The population proportional attributable risk summarises the population effect of an exposure taking into account its prevalence. For the subclinically symptomatic category of psychological distress, the proportional attributable risk was 3.8% for overall mortality (fully adjusted hazard ratio 1.16), 5.8% for cardiovascular disease mortality (1.25), −1.2% for cancer mortality (0.95), and 5.4% for deaths from external causes (1.23).
Data were missing for one or more variables in 39.4% (n=26
860) of the sample. People with missing data were older and were more likely to be female, be overweight, have lower blood pressure, be less active, not smoke, drink alcohol within recommended limits, and have diabetes at baseline. However, they were no more likely to belong to a non-manual occupational social class (web table 2). Therefore, participants with missing data did not always have unfavourable levels of risk factors. Accounting for missing data by multiple imputation did not alter the effect sizes found (table 4).

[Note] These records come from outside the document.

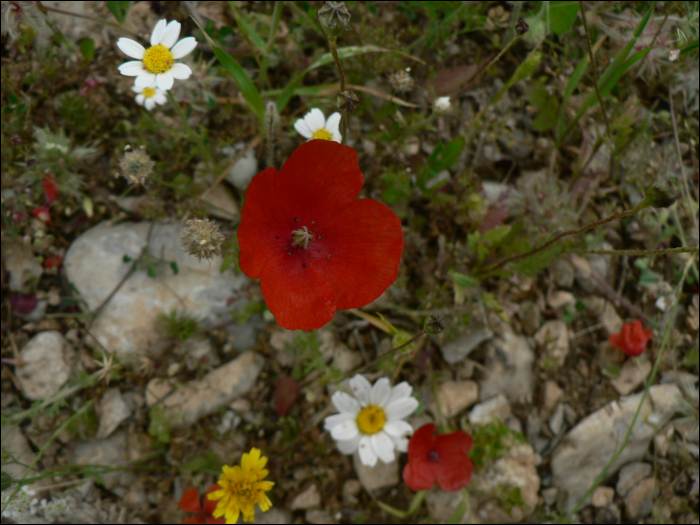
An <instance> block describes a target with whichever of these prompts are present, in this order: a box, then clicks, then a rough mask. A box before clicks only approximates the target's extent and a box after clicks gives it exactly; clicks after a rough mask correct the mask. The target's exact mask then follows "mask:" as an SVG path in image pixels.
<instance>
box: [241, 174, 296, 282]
mask: <svg viewBox="0 0 700 525" xmlns="http://www.w3.org/2000/svg"><path fill="white" fill-rule="evenodd" d="M277 173H278V172H277V170H276V169H275V168H268V169H266V170H264V171H261V172H260V173H258V174H257V175H256V176H255V177H253V180H251V181H250V184H249V185H248V189H247V190H246V200H245V205H244V206H243V211H242V212H241V224H240V226H239V227H238V245H239V247H240V256H239V257H238V263H239V265H240V268H241V271H243V273H244V274H246V275H247V276H248V277H250V278H252V279H255V278H257V277H260V276H261V275H262V273H263V270H264V269H265V267H266V266H267V265H268V263H269V262H270V260H272V259H273V258H275V257H276V256H277V255H279V253H280V251H282V253H283V254H284V255H286V254H287V252H286V251H283V250H284V248H285V246H284V242H285V241H284V240H281V239H285V238H287V239H289V238H290V231H291V230H290V228H289V224H288V223H287V221H286V219H285V218H284V216H283V215H282V214H281V213H280V207H279V205H278V203H277V202H275V201H274V200H273V201H272V202H270V200H271V197H272V196H273V195H274V194H275V186H274V184H275V176H276V175H277ZM277 237H279V239H278V238H277Z"/></svg>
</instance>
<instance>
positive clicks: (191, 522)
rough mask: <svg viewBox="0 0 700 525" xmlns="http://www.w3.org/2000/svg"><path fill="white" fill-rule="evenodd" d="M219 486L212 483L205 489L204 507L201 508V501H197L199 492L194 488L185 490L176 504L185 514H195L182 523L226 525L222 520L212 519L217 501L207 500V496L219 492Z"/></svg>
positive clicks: (224, 520) (185, 520)
mask: <svg viewBox="0 0 700 525" xmlns="http://www.w3.org/2000/svg"><path fill="white" fill-rule="evenodd" d="M220 489H221V486H220V485H219V484H218V483H214V484H213V485H212V486H211V487H209V488H208V489H207V491H206V492H205V493H204V506H203V507H202V501H201V500H200V499H199V491H198V490H197V488H196V487H192V488H191V489H187V490H186V491H185V493H184V494H183V495H182V497H181V498H180V502H179V503H178V504H177V506H178V507H180V508H181V509H182V510H184V511H185V512H192V513H194V514H197V516H195V517H193V518H187V519H186V520H185V521H183V522H182V523H226V520H225V519H224V518H213V517H212V515H211V514H212V512H214V509H215V508H216V504H217V503H218V502H217V501H211V500H209V499H208V498H207V494H209V493H210V492H214V491H215V490H220Z"/></svg>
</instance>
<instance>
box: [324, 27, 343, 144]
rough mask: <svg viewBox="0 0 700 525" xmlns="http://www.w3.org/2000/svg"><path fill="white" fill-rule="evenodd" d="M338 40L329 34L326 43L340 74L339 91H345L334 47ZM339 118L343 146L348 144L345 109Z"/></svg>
mask: <svg viewBox="0 0 700 525" xmlns="http://www.w3.org/2000/svg"><path fill="white" fill-rule="evenodd" d="M337 41H338V38H337V37H334V36H329V37H328V44H329V45H330V46H331V55H333V60H335V65H336V67H337V68H338V74H339V75H340V92H341V93H343V92H344V91H345V73H343V64H341V62H340V57H339V56H338V49H337V47H336V45H335V44H336V42H337ZM340 111H341V118H340V135H341V137H342V144H343V145H344V146H347V144H348V137H347V133H346V130H347V127H348V112H347V110H345V109H341V110H340Z"/></svg>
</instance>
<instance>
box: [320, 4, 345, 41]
mask: <svg viewBox="0 0 700 525" xmlns="http://www.w3.org/2000/svg"><path fill="white" fill-rule="evenodd" d="M318 19H319V21H320V22H321V27H322V28H323V30H324V31H325V33H326V34H327V35H328V36H329V37H331V38H334V37H337V36H338V35H339V34H341V33H342V32H343V31H347V30H348V28H347V26H348V23H349V22H350V12H349V11H348V8H347V7H345V2H326V4H325V5H324V6H323V7H322V8H321V9H319V10H318Z"/></svg>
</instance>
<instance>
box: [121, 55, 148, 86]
mask: <svg viewBox="0 0 700 525" xmlns="http://www.w3.org/2000/svg"><path fill="white" fill-rule="evenodd" d="M145 71H146V70H145V69H144V68H143V62H141V61H140V60H132V61H131V62H124V63H123V64H122V65H121V66H119V72H120V73H121V74H122V75H124V76H127V77H137V76H139V75H141V74H142V73H144V72H145ZM144 87H146V86H144Z"/></svg>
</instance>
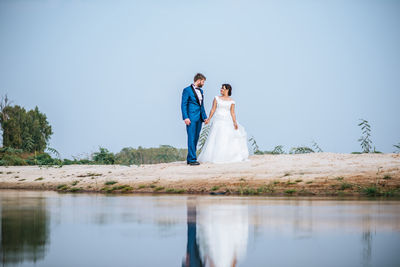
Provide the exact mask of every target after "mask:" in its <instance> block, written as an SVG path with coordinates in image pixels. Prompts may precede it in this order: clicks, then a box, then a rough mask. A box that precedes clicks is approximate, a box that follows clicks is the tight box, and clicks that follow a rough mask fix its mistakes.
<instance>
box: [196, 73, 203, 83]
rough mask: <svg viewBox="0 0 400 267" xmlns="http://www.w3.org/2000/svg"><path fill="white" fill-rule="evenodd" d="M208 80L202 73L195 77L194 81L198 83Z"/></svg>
mask: <svg viewBox="0 0 400 267" xmlns="http://www.w3.org/2000/svg"><path fill="white" fill-rule="evenodd" d="M205 79H206V76H204V75H203V74H201V73H197V74H196V75H195V76H194V79H193V80H194V81H195V82H196V81H197V80H205Z"/></svg>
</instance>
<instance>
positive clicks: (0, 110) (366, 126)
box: [0, 95, 400, 166]
mask: <svg viewBox="0 0 400 267" xmlns="http://www.w3.org/2000/svg"><path fill="white" fill-rule="evenodd" d="M358 126H359V127H361V131H362V136H361V138H360V139H359V140H358V141H359V142H360V145H361V148H362V152H352V153H380V152H379V151H377V150H376V149H375V147H373V148H372V141H371V139H370V136H371V126H370V125H369V123H368V121H366V120H363V119H361V122H360V123H359V124H358ZM0 127H1V131H2V137H3V147H1V148H0V166H4V165H59V166H62V165H70V164H122V165H140V164H155V163H165V162H174V161H183V160H185V159H186V154H187V149H179V148H175V147H172V146H169V145H161V146H159V147H158V148H143V147H141V146H139V147H138V148H132V147H126V148H123V149H122V150H121V151H120V152H119V153H115V154H114V153H112V152H110V151H109V150H108V149H106V148H104V147H99V151H97V152H94V153H92V154H91V155H90V156H88V157H87V158H73V159H61V158H60V154H59V153H58V151H57V150H56V149H54V148H51V147H49V146H48V145H49V140H50V137H51V135H52V134H53V131H52V128H51V125H50V124H49V122H48V120H47V117H46V115H45V114H44V113H42V112H40V111H39V108H38V107H37V106H36V107H35V108H34V109H32V110H26V109H25V108H24V107H21V106H19V105H12V101H10V100H9V98H8V97H7V95H5V96H3V97H1V99H0ZM208 133H209V125H207V126H206V127H203V131H202V133H201V135H200V141H199V151H200V150H201V148H202V146H203V145H204V143H205V141H206V139H207V137H208ZM249 146H250V149H251V150H252V151H253V153H254V154H286V153H289V154H302V153H313V152H322V149H321V148H320V147H319V146H318V144H317V143H316V142H315V141H313V142H312V148H311V147H308V146H299V147H294V148H291V149H290V151H289V152H285V151H284V150H283V146H282V145H279V146H276V147H275V148H274V149H273V150H271V151H261V150H260V149H259V147H258V145H257V142H256V140H255V139H254V137H251V138H250V139H249ZM394 147H395V148H396V151H394V152H395V153H399V152H400V143H399V144H397V145H394Z"/></svg>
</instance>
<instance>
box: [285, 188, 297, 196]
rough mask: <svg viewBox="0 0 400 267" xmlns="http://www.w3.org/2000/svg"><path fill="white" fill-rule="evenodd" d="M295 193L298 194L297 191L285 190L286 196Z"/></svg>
mask: <svg viewBox="0 0 400 267" xmlns="http://www.w3.org/2000/svg"><path fill="white" fill-rule="evenodd" d="M294 193H296V189H288V190H285V194H288V195H292V194H294Z"/></svg>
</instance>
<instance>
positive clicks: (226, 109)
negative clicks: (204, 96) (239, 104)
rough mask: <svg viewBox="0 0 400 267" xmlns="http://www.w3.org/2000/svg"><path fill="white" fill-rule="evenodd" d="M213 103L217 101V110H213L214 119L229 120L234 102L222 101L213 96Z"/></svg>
mask: <svg viewBox="0 0 400 267" xmlns="http://www.w3.org/2000/svg"><path fill="white" fill-rule="evenodd" d="M215 101H217V109H216V110H215V115H214V116H215V119H230V120H232V117H231V106H232V104H235V101H234V100H223V99H220V98H219V96H215Z"/></svg>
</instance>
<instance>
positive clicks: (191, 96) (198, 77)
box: [181, 73, 207, 166]
mask: <svg viewBox="0 0 400 267" xmlns="http://www.w3.org/2000/svg"><path fill="white" fill-rule="evenodd" d="M205 81H206V77H205V76H204V75H203V74H201V73H197V74H196V75H195V76H194V83H193V84H191V85H189V86H188V87H186V88H185V89H183V92H182V103H181V109H182V119H183V120H184V121H185V124H186V132H187V135H188V155H187V158H186V161H187V164H189V165H191V166H195V165H200V163H199V162H198V161H197V158H196V147H197V142H198V141H199V135H200V131H201V124H202V122H203V121H205V120H206V119H207V115H206V111H205V110H204V95H203V90H202V89H201V88H202V87H203V85H204V82H205Z"/></svg>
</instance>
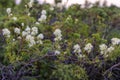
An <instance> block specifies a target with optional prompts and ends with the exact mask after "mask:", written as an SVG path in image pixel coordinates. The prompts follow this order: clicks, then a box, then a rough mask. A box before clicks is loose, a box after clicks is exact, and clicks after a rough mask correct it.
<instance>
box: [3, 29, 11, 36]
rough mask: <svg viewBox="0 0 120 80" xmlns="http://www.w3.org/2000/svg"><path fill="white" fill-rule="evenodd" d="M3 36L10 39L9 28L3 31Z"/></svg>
mask: <svg viewBox="0 0 120 80" xmlns="http://www.w3.org/2000/svg"><path fill="white" fill-rule="evenodd" d="M2 32H3V35H4V36H6V37H10V31H9V30H8V29H7V28H4V29H2Z"/></svg>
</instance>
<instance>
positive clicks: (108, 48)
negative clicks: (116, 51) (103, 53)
mask: <svg viewBox="0 0 120 80" xmlns="http://www.w3.org/2000/svg"><path fill="white" fill-rule="evenodd" d="M113 50H115V48H114V47H112V46H111V47H109V48H108V49H107V52H108V53H111V52H112V51H113Z"/></svg>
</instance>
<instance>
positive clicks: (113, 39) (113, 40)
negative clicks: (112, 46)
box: [111, 38, 120, 46]
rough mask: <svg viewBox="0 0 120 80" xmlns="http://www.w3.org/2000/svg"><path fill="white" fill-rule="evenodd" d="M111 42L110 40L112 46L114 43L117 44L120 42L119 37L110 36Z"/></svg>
mask: <svg viewBox="0 0 120 80" xmlns="http://www.w3.org/2000/svg"><path fill="white" fill-rule="evenodd" d="M111 42H112V45H113V46H114V45H118V44H120V39H119V38H112V39H111Z"/></svg>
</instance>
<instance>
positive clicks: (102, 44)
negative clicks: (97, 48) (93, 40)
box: [99, 44, 114, 57]
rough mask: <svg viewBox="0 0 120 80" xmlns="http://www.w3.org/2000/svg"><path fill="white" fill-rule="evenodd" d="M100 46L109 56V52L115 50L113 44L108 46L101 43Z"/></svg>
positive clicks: (102, 49)
mask: <svg viewBox="0 0 120 80" xmlns="http://www.w3.org/2000/svg"><path fill="white" fill-rule="evenodd" d="M99 48H100V53H101V54H102V55H104V56H105V57H108V54H107V53H111V52H112V51H113V50H114V47H112V46H110V47H108V46H107V45H106V44H101V45H100V46H99Z"/></svg>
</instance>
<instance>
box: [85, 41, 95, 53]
mask: <svg viewBox="0 0 120 80" xmlns="http://www.w3.org/2000/svg"><path fill="white" fill-rule="evenodd" d="M92 49H93V45H92V44H91V43H88V44H86V45H85V47H84V50H85V51H87V52H88V53H90V52H91V51H92Z"/></svg>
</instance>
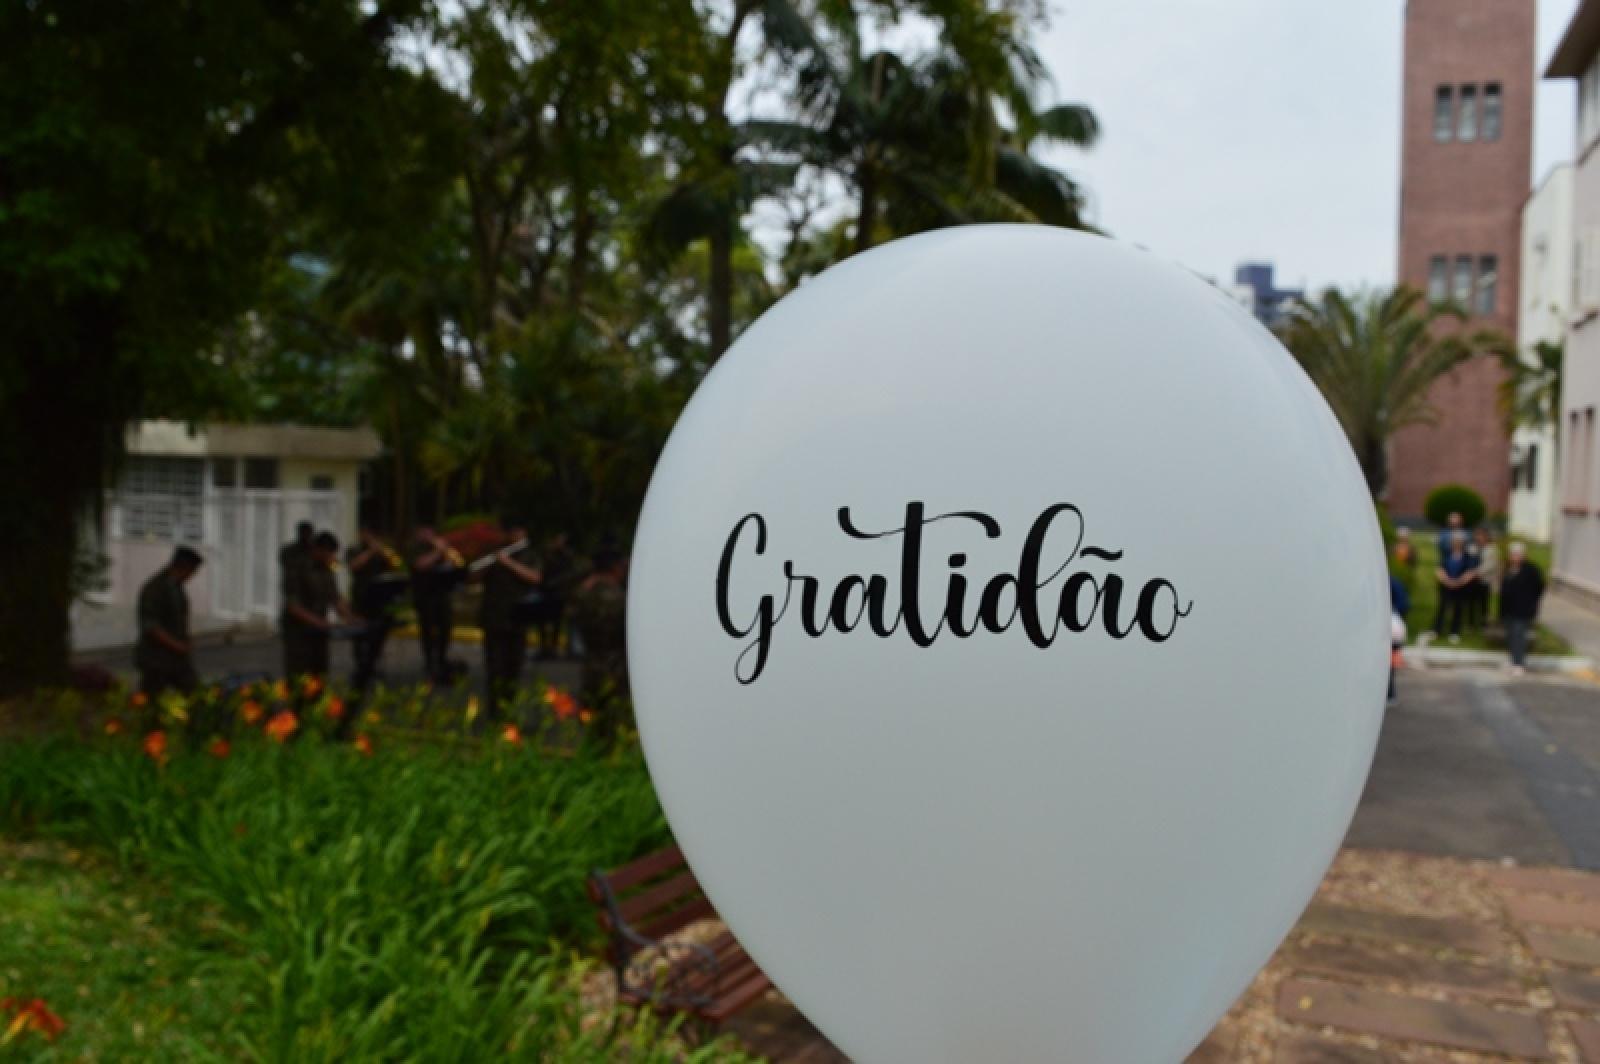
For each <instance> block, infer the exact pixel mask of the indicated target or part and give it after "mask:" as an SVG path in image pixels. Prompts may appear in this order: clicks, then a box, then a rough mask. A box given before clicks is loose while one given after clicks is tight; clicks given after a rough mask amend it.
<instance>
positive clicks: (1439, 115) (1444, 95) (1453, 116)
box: [1434, 85, 1456, 142]
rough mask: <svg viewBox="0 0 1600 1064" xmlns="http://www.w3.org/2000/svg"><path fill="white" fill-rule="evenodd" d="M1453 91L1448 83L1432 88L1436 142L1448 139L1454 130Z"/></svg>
mask: <svg viewBox="0 0 1600 1064" xmlns="http://www.w3.org/2000/svg"><path fill="white" fill-rule="evenodd" d="M1453 91H1454V90H1451V88H1450V86H1448V85H1440V86H1438V88H1435V90H1434V139H1435V141H1438V142H1445V141H1450V139H1451V138H1453V136H1454V131H1456V114H1454V110H1456V109H1454V104H1453V101H1451V94H1453Z"/></svg>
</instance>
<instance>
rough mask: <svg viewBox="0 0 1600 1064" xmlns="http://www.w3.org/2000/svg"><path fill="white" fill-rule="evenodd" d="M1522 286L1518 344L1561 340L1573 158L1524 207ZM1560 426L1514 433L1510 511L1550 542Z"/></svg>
mask: <svg viewBox="0 0 1600 1064" xmlns="http://www.w3.org/2000/svg"><path fill="white" fill-rule="evenodd" d="M1520 291H1522V310H1520V314H1518V320H1517V347H1518V349H1520V350H1523V352H1531V350H1533V347H1534V346H1536V344H1539V342H1552V344H1558V342H1562V341H1563V339H1565V336H1566V318H1568V314H1570V309H1571V306H1573V166H1571V163H1562V165H1560V166H1557V168H1555V170H1552V171H1550V173H1549V174H1546V178H1544V181H1541V182H1539V187H1538V189H1534V192H1533V195H1530V197H1528V203H1526V205H1525V206H1523V210H1522V283H1520ZM1555 450H1557V448H1555V426H1546V427H1542V429H1517V430H1515V432H1514V434H1512V462H1514V466H1517V467H1520V470H1522V475H1520V483H1522V486H1518V482H1517V478H1515V477H1514V480H1512V491H1510V507H1509V510H1507V515H1509V518H1510V531H1512V533H1514V534H1517V536H1525V538H1528V539H1536V541H1539V542H1549V541H1550V538H1552V536H1554V534H1555V502H1557V491H1555ZM1530 478H1531V486H1530Z"/></svg>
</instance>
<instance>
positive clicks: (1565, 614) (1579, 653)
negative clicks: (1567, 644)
mask: <svg viewBox="0 0 1600 1064" xmlns="http://www.w3.org/2000/svg"><path fill="white" fill-rule="evenodd" d="M1539 621H1542V622H1544V626H1546V627H1547V629H1550V630H1552V632H1555V634H1557V635H1560V637H1562V638H1565V640H1566V642H1568V643H1571V645H1573V650H1576V651H1578V653H1579V654H1582V656H1584V658H1589V659H1590V661H1594V662H1597V664H1600V613H1595V611H1594V610H1590V608H1589V606H1586V605H1584V603H1581V602H1579V600H1578V598H1571V597H1568V595H1563V594H1562V592H1558V590H1550V592H1547V594H1546V595H1544V602H1541V603H1539Z"/></svg>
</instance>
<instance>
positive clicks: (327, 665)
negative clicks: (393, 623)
mask: <svg viewBox="0 0 1600 1064" xmlns="http://www.w3.org/2000/svg"><path fill="white" fill-rule="evenodd" d="M336 557H339V541H338V538H336V536H334V534H333V533H318V534H317V536H315V538H314V539H312V544H310V554H309V555H307V558H306V562H304V563H302V565H298V566H293V568H290V570H288V571H286V587H285V597H283V616H282V622H283V675H285V677H304V675H310V677H318V678H323V677H326V675H328V643H330V638H331V634H333V624H330V622H328V611H330V610H336V611H338V613H339V616H341V618H344V619H346V621H350V619H354V614H352V613H350V606H349V603H346V602H344V597H342V595H339V586H338V582H336V581H334V578H333V560H334V558H336Z"/></svg>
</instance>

Table 4 Sensitivity analysis of association between psychological distress and cause specific mortality, with and without multiple imputation
We excluded deaths occurring within the first five years of follow-up to examine reverse causality. This subgroup analysis slightly attenuated the effect size for the association between psychological distress and all cause mortality (age and sex adjusted hazard ratio per standard deviation disadvantage in GHQ-12 score [all data] 1.21, 95% confidence interval 1.15 to 1.27, P<0.001 v 1.13, 1.10 to 1.17, P<0.001) and cardiovascular disease death (web table 3). The association with cancer deaths was further attenuated towards the null by excluding deaths within the first five years of follow-up (web table 3). Comparing a narrow case definition (that the condition was the underlying cause of death) and a broad case definition (that any mention of the condition on the death certificate was sufficient) had essentially no effect on the results (web table 4).